AgentSkillsCN

audit-dim-joins

为AI统计师审阅并标注事实表文档。当收到主题.md文件需审计,或被要求执行以下任务时使用:审查维度连接、优化事实/维度文档、为事实表添加查询注释,或调查事实表与维度表之间的连接不匹配问题。

SKILL.md
--- frontmatter
name: audit-dim-joins
description: >
  Review and annotate fact table documentation for the AI statistician.
  Use when given a subject .md file to audit, or when asked to: review dimension joins,
  improve fact/dim documentation, add query notes to fact tables, or investigate
  join mismatches between fact and dim tables.

Fact Table Documentation Review

You are reviewing fact table docs so the AI statistician (Rigsstatistikeren) can query tables efficiently. You'll be given a subject .md file listing fact tables. Go through each table, investigate its dimension joins and column values, then add practical notes directly to the fact doc. After reviewing all tables, add notes to the subject doc about when to use which table.

Database Schema

Data is in PostgreSQL with two schemas:

dim.{table_id} — Dimension tables with columns: kode (join key), niveau (hierarchy level, 1=most aggregated), titel (label), parent_kode (parent in hierarchy).

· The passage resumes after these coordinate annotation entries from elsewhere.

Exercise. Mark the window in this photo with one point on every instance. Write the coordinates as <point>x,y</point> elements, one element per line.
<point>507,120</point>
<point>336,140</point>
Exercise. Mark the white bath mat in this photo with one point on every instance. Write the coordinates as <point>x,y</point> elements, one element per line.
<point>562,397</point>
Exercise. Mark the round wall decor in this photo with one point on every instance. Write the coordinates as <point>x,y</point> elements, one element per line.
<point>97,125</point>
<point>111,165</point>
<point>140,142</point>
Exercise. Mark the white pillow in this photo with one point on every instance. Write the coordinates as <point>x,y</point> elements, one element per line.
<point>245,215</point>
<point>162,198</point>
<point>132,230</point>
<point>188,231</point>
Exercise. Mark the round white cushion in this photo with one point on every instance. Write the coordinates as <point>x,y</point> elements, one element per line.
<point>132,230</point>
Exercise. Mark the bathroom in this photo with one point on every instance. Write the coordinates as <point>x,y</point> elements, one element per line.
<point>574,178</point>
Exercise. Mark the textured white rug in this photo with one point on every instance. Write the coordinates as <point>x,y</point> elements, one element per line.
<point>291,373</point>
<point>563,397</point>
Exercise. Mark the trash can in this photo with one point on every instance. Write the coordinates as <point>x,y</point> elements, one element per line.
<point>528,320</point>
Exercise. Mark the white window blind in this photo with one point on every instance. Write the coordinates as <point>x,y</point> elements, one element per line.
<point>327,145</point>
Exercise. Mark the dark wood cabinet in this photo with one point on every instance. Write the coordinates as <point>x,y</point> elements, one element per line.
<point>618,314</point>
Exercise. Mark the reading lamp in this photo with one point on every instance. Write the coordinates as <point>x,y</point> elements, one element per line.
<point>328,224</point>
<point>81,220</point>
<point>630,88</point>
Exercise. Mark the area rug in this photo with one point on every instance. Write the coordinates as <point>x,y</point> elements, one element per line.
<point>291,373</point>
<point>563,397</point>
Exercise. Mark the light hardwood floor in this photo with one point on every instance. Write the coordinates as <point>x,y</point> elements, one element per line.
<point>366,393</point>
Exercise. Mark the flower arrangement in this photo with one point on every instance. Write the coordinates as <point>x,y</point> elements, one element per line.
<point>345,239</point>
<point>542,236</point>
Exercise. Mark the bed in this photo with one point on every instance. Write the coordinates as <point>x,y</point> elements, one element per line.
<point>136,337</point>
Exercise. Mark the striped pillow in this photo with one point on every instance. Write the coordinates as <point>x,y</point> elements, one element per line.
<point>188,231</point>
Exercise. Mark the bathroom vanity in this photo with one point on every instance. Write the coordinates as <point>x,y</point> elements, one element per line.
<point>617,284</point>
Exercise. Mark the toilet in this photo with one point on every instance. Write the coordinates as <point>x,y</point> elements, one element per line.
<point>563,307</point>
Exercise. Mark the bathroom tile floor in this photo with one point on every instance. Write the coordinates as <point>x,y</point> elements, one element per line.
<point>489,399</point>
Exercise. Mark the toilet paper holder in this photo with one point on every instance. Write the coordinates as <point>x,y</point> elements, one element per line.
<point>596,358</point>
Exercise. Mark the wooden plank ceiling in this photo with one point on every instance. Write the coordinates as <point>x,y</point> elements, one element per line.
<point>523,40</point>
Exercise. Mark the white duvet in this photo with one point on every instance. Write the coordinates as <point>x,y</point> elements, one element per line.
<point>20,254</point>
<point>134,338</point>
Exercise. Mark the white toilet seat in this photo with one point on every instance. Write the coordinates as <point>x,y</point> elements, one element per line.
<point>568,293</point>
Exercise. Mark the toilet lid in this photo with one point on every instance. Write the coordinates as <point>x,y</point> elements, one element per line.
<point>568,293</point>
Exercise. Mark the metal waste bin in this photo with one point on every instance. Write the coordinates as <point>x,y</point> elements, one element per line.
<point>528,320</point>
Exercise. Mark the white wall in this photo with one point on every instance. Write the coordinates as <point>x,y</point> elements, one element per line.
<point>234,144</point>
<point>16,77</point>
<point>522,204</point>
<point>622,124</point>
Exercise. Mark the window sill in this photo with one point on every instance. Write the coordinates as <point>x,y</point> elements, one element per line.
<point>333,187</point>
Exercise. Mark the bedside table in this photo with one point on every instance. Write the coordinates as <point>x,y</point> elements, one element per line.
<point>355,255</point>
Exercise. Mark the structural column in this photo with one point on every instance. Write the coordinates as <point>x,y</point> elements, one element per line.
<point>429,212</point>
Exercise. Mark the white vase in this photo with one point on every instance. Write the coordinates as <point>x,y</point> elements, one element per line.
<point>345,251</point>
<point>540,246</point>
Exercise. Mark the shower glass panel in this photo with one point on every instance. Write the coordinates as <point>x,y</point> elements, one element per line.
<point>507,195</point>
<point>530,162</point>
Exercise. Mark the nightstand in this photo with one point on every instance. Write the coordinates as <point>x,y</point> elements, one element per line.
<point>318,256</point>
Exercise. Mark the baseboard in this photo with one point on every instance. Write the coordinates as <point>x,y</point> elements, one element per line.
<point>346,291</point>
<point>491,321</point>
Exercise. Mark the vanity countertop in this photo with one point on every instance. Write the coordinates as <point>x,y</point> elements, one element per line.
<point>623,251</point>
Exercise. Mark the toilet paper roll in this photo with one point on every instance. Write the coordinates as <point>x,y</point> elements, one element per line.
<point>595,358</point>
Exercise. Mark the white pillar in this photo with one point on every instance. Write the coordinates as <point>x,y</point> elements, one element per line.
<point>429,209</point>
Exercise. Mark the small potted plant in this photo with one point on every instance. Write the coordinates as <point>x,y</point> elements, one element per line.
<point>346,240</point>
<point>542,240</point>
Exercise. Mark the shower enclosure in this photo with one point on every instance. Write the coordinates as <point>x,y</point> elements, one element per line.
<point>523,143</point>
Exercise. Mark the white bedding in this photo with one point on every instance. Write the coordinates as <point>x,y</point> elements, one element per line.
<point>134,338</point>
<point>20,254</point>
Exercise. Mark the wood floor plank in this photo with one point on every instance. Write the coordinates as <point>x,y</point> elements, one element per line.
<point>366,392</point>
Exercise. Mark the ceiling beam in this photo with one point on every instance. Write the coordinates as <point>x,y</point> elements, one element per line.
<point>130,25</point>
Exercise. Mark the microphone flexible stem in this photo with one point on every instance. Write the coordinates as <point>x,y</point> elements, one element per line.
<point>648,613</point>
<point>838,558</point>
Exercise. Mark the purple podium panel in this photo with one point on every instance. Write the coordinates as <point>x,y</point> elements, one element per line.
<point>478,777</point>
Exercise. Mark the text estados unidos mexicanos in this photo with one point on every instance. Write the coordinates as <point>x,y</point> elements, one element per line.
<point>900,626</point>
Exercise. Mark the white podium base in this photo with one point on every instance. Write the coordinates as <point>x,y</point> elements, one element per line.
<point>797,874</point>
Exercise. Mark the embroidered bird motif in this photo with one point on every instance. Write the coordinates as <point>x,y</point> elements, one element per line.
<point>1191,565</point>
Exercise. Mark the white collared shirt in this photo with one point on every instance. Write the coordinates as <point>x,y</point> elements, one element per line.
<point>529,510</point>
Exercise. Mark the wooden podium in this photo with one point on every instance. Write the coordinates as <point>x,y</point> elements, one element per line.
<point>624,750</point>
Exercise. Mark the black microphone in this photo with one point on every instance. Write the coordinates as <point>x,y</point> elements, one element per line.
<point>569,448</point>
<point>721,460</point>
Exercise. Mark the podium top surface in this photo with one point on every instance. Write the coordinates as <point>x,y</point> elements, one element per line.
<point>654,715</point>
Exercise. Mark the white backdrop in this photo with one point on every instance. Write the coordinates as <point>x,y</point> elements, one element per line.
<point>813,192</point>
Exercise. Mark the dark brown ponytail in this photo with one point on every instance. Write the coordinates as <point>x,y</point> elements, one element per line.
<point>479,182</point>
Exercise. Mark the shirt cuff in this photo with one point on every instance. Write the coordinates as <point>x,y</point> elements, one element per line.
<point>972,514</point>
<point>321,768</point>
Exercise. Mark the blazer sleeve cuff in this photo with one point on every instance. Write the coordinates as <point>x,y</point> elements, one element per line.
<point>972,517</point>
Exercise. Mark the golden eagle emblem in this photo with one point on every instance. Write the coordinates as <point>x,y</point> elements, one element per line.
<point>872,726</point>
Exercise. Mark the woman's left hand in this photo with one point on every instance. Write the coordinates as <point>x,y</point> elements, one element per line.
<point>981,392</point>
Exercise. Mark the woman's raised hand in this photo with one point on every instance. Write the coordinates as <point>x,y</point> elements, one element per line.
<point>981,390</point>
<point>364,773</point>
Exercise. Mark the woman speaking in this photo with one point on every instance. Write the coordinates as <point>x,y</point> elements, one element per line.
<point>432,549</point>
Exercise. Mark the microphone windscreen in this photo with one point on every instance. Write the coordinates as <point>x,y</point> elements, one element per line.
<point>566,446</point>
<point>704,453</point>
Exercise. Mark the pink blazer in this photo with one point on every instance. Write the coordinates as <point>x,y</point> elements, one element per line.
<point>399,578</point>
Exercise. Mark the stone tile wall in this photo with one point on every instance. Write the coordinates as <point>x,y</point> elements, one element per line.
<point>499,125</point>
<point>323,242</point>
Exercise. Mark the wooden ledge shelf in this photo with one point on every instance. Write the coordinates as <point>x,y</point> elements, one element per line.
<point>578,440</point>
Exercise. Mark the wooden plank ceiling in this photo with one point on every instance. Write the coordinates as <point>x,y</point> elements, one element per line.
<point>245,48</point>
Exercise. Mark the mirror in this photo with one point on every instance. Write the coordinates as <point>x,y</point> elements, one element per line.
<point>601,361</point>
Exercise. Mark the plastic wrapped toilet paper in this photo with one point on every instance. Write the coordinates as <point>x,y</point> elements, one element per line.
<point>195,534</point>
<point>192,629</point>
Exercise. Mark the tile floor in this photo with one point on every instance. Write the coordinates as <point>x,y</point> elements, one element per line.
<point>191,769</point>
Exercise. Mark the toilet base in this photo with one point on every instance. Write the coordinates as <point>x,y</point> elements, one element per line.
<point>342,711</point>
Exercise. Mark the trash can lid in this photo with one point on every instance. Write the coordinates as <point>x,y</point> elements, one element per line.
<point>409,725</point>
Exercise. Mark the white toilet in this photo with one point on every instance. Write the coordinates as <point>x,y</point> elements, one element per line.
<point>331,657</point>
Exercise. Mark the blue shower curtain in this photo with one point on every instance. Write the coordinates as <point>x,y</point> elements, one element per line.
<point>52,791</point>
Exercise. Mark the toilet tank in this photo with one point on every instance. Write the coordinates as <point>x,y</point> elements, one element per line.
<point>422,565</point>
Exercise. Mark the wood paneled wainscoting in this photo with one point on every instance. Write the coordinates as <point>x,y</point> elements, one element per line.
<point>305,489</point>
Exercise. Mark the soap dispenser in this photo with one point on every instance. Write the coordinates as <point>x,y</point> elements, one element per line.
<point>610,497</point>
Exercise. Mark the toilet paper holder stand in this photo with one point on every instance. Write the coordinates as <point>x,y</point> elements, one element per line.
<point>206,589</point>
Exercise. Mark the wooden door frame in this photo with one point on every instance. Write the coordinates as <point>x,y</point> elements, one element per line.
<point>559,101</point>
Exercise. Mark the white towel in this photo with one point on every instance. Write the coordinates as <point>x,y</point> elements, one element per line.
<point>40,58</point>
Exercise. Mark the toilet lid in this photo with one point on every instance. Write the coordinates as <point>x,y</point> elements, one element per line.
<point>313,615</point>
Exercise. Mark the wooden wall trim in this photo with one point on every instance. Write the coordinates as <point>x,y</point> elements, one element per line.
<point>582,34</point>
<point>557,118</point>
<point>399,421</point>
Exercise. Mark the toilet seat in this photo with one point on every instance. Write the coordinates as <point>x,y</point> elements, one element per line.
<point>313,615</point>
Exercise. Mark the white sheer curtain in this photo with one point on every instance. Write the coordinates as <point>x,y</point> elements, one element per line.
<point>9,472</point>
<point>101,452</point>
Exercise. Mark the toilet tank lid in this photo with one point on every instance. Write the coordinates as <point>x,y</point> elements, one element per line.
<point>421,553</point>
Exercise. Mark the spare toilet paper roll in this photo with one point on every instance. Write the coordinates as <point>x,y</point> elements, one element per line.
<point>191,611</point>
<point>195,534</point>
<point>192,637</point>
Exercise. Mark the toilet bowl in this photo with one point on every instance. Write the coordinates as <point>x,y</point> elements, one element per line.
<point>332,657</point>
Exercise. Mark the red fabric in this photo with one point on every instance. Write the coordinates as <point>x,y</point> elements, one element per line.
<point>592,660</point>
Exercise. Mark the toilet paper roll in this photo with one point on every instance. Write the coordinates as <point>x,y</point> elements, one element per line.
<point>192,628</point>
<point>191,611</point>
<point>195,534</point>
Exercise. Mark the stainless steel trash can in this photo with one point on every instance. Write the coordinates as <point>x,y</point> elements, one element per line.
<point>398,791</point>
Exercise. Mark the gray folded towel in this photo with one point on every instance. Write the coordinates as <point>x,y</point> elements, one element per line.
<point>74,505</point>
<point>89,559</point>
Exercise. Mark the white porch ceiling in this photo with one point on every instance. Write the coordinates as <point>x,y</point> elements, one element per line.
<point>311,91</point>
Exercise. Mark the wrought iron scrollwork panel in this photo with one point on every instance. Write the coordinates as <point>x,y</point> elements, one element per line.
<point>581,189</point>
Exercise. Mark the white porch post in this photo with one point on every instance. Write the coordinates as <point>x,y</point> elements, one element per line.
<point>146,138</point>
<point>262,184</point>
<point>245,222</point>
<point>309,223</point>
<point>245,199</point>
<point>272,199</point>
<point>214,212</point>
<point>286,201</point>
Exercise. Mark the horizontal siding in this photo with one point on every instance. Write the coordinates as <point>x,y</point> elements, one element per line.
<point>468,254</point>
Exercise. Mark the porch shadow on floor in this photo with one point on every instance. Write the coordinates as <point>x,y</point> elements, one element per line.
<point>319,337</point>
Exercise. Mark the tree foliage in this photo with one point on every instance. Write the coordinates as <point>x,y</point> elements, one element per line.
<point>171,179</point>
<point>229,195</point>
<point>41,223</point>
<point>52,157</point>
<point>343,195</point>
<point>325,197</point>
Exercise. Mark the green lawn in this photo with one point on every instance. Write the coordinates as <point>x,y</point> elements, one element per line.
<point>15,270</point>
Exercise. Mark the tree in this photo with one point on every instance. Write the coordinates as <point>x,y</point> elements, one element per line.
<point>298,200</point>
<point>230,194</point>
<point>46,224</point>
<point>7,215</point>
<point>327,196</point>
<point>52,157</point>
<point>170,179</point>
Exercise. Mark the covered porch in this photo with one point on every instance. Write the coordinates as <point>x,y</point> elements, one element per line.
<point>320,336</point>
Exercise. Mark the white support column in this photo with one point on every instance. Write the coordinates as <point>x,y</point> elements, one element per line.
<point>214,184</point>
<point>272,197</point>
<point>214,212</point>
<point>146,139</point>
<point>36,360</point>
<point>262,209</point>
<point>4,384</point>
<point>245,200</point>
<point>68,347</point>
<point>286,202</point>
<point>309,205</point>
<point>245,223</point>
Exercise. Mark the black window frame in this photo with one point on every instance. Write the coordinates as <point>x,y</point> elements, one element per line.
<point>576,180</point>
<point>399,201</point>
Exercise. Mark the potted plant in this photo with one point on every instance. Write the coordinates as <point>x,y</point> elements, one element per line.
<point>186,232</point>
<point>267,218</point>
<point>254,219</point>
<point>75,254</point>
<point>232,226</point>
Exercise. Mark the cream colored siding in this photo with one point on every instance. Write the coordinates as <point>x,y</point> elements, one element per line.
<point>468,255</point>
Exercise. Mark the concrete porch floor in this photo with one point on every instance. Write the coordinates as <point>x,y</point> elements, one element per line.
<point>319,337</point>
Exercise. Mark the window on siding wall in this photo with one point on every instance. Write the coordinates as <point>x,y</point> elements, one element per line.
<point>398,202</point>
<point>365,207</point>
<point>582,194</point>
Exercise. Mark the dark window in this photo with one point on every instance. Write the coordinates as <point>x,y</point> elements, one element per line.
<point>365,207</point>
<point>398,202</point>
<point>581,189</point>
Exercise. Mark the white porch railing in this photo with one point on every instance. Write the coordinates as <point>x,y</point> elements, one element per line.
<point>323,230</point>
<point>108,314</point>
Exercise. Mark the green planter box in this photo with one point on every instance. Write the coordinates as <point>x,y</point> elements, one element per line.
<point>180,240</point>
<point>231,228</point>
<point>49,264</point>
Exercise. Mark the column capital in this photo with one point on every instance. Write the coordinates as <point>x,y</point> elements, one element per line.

fact.{table_id} — Fact tables with: indhold (the measure), tid (time period), and dimension columns that either join to a dim table or have inline coded values.

Docs Structure

  • context/subjects/{path}/{leaf}.md — Subject overview listing fact tables with IDs, descriptions, columns, time ranges
  • context/fact/{path}/{leaf}/{table_id}.md — Per-table doc with column details, dimension joins, value mappings
  • context/dim/{table_id}.md — Dimension table hierarchy, structure, SQL examples

The fact docs are what the AI statistician reads before writing SQL. Your notes go at the bottom of each fact doc.

ColumnValues Tool

The AI statistician has a ColumnValues(table, column, fuzzy_match_str?, n?, for_table?) tool that returns unique values from precomputed parquet files in context/column_values/.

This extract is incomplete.